Nouvelle économie, nouveaux médias, nouvelles technologies, nouveau marché...
L'explosion du multimédia a laissé entendre qu'une ère nouvelle s'ouvrait,
celle d'un eldorado créatif, d'une révolution des modèles économiques et
managériaux.
A quoi donc a tenu cette start-utopie ? Cette nouvelle ère sur les plans
humain, social, économique et technologique, a-t-elle marqué pour autant un
progrès social ? La «nouvelle économie» semble être une figure emblématique
des transformations du capitalisme : diminution du contrôle des Etats
face à la mondialisation industrielle et financière, transformations du salariat,
des manières de travailler, d'évaluer, de produire, de manager, d'innover...
Le monde des start-up permet de saisir concrètement les effets du déplacement
de la charge de l'incertitude économique vers les individus, les familles ou les
communautés locales sous la forme, notamment, du management affectif, narcomanagement
de salariés séduits et efficacement dépossédés de recours critiques.
Dès lors que le modèle de management consiste à faire évoluer la
situation de façon telle que de son potentiel résulte l'effet, il n'y a plus à choisir, ni
à se contraindre en vue d'atteindre la fin.

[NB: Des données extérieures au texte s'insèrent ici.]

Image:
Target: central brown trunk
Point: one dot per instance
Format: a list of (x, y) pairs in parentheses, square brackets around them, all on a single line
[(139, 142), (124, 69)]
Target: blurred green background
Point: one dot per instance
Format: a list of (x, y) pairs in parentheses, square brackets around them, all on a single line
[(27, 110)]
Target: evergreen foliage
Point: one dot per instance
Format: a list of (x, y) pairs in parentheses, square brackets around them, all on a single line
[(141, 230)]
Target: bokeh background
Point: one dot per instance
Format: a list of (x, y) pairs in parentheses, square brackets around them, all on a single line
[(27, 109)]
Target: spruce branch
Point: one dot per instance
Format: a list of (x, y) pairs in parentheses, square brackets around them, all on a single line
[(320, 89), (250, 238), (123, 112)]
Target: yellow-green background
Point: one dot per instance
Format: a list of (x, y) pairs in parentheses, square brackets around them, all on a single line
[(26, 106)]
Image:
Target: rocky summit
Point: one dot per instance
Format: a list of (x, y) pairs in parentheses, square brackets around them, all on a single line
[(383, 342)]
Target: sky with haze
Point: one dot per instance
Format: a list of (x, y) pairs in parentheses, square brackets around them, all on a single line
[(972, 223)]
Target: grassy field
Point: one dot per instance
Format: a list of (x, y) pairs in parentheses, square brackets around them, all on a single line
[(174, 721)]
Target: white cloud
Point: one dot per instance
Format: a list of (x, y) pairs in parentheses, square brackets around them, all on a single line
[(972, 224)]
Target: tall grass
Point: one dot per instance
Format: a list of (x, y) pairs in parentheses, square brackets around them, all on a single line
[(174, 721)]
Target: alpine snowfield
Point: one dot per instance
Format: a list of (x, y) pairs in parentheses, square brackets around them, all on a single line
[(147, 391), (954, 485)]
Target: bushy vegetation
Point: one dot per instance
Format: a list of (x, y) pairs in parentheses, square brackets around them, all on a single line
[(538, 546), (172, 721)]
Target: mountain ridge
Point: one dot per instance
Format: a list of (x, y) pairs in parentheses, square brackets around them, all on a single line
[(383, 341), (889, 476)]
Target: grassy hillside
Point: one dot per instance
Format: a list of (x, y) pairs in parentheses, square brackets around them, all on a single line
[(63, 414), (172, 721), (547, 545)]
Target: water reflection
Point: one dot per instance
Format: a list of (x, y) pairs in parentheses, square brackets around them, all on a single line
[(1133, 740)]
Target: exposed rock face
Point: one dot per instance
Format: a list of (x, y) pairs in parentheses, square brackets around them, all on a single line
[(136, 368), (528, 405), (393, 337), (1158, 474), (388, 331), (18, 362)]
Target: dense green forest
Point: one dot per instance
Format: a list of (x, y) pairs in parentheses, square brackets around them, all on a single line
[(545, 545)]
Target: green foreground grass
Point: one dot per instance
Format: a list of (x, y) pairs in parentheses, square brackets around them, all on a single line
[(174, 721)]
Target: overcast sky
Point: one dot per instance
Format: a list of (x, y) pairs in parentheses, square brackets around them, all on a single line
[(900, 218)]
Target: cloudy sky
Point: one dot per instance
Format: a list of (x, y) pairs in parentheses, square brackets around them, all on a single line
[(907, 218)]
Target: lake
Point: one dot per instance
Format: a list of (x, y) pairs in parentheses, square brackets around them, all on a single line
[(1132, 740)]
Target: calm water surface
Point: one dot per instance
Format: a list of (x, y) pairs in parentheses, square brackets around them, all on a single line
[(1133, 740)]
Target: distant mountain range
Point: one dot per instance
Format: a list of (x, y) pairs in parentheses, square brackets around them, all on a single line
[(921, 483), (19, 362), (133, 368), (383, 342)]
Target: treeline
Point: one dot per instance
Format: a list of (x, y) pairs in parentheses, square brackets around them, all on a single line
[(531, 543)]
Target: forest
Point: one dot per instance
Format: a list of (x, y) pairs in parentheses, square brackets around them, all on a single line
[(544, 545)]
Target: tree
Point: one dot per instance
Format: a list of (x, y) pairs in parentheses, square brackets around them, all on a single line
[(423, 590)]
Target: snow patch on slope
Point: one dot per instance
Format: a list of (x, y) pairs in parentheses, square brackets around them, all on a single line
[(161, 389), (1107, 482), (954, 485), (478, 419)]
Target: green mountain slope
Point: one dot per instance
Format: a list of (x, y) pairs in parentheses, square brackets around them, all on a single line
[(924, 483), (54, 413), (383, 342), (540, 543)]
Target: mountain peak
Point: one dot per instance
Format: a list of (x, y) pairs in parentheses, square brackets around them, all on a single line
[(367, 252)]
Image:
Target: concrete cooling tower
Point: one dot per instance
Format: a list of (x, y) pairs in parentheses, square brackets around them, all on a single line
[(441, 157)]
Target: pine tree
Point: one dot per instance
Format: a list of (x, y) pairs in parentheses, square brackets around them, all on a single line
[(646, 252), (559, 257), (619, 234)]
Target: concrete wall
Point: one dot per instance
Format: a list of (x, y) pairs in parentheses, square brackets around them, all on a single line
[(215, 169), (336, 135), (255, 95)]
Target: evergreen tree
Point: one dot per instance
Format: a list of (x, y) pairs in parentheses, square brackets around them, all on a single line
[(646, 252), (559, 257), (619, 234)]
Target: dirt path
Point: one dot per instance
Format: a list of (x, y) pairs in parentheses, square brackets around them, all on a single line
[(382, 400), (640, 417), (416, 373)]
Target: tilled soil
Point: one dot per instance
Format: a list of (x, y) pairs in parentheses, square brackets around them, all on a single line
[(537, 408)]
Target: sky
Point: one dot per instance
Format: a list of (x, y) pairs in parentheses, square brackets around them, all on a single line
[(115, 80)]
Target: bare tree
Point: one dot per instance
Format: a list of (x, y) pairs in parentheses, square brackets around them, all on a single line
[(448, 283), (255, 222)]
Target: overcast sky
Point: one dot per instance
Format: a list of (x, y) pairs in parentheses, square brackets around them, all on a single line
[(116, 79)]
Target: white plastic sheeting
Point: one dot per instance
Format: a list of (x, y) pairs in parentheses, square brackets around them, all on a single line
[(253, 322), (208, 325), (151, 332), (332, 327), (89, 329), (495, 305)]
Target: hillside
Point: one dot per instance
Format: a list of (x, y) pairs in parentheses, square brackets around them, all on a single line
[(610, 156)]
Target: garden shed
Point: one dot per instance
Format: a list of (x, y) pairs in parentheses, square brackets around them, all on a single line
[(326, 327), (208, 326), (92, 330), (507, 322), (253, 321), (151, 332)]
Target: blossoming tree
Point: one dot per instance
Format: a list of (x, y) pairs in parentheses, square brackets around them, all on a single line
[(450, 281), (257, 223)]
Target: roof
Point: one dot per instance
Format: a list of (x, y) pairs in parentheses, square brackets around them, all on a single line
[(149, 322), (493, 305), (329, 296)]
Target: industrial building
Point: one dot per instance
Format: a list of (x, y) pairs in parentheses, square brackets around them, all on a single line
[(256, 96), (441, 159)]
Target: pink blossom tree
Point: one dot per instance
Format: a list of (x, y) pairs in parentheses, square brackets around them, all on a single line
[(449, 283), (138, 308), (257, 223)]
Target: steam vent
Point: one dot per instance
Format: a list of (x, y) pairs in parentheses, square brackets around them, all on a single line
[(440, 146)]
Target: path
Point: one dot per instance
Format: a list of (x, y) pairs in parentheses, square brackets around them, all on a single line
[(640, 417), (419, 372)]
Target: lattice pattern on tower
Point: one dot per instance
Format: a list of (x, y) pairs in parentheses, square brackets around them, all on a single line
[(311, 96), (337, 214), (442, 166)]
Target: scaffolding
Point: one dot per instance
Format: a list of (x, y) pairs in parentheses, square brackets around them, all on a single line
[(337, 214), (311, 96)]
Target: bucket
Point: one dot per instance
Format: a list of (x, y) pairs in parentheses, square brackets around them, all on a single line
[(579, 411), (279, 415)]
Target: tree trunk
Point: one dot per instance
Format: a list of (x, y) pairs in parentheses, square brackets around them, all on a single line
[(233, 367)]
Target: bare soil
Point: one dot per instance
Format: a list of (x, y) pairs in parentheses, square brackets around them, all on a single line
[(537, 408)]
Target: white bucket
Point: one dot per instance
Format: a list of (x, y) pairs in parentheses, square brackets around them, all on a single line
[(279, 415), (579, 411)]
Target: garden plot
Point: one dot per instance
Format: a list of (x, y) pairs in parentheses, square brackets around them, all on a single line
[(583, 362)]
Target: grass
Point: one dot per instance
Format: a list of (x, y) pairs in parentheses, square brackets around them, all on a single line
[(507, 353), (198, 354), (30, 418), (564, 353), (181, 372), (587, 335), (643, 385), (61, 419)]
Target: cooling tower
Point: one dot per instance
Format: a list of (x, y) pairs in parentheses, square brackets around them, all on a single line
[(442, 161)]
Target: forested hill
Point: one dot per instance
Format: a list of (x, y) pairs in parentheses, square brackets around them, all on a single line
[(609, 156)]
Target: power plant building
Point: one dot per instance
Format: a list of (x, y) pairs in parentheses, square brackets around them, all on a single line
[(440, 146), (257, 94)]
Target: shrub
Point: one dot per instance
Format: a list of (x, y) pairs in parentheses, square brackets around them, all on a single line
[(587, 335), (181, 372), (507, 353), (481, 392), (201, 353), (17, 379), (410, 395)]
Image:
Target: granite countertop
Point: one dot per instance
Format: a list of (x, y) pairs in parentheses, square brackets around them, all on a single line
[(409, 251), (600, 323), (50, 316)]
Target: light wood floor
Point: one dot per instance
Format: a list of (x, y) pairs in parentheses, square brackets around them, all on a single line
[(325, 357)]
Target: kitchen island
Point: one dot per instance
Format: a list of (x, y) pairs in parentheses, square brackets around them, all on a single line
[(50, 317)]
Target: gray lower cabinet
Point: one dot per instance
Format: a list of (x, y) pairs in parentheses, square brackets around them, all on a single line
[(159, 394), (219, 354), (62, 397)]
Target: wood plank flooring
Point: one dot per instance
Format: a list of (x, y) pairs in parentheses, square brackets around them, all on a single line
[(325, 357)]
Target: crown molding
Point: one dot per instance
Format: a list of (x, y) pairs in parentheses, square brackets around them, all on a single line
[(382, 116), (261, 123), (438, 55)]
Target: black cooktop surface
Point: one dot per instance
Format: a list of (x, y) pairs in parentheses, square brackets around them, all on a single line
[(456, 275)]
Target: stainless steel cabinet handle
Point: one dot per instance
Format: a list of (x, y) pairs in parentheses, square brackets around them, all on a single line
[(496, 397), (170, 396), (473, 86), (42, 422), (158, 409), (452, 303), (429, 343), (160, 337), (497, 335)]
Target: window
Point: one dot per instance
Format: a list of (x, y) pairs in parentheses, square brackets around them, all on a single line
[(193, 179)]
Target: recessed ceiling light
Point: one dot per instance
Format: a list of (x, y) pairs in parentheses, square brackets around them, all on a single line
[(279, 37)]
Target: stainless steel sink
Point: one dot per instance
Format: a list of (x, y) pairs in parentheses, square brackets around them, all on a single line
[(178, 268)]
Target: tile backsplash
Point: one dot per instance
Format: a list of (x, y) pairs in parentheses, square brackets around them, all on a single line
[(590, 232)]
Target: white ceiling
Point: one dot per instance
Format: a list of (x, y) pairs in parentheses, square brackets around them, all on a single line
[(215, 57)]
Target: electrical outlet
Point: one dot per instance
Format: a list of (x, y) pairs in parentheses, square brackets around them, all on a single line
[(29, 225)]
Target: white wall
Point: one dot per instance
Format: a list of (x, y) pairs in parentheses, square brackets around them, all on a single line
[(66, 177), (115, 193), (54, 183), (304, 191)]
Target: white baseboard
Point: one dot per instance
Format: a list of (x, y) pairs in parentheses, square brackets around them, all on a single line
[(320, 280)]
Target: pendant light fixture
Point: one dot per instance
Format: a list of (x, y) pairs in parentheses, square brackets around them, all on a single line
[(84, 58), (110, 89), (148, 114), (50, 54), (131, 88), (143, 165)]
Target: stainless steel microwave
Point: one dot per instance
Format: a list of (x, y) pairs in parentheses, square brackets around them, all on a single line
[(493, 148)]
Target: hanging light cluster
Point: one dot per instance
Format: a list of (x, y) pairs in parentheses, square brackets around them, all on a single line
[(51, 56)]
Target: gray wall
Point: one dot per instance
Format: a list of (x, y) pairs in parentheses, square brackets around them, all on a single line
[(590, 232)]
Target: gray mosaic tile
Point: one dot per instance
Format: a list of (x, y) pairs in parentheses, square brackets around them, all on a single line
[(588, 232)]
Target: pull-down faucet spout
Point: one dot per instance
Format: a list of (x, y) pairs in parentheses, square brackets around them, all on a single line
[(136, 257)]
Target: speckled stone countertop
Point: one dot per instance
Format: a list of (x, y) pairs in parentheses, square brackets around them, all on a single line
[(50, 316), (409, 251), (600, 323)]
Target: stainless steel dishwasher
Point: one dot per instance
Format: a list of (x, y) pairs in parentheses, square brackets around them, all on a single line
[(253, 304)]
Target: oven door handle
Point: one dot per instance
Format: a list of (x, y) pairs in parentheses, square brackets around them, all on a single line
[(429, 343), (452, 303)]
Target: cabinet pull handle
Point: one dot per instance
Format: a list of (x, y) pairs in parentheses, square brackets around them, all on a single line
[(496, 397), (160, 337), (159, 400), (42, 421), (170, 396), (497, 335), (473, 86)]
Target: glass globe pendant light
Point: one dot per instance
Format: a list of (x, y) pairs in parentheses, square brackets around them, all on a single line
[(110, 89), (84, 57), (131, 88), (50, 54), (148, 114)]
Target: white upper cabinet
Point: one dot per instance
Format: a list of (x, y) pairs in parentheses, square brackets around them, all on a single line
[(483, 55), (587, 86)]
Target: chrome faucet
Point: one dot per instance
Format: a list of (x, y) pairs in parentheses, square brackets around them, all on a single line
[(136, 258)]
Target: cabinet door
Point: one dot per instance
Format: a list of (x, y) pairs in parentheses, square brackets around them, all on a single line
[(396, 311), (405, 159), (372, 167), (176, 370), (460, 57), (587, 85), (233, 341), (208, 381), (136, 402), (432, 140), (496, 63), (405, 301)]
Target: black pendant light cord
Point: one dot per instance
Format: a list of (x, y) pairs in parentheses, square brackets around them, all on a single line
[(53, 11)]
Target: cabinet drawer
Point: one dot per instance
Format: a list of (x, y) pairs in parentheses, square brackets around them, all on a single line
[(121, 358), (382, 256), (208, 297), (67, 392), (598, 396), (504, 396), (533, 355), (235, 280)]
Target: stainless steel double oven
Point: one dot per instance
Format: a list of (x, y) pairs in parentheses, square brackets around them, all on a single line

Il suffit de se laisser porter, de surfer...
Les auteurs ont suivi avant et après l'e-krach de nombreux protagonistes
impliqués professionnellement dans les milieux du multimédia. Leurs entretiens
avec les entrepreneurs et les salariés du nouveau-monde.com est le
point de départ de leur analyse des effets que cette bulle Internet a produits et
continue de produire sur les personnes.
Tout ne s'est pas arrêté après l'e-krach d'avril 2000. Il ne faut pas tout brûler
des rois d'un jour de la «nouvelle économie».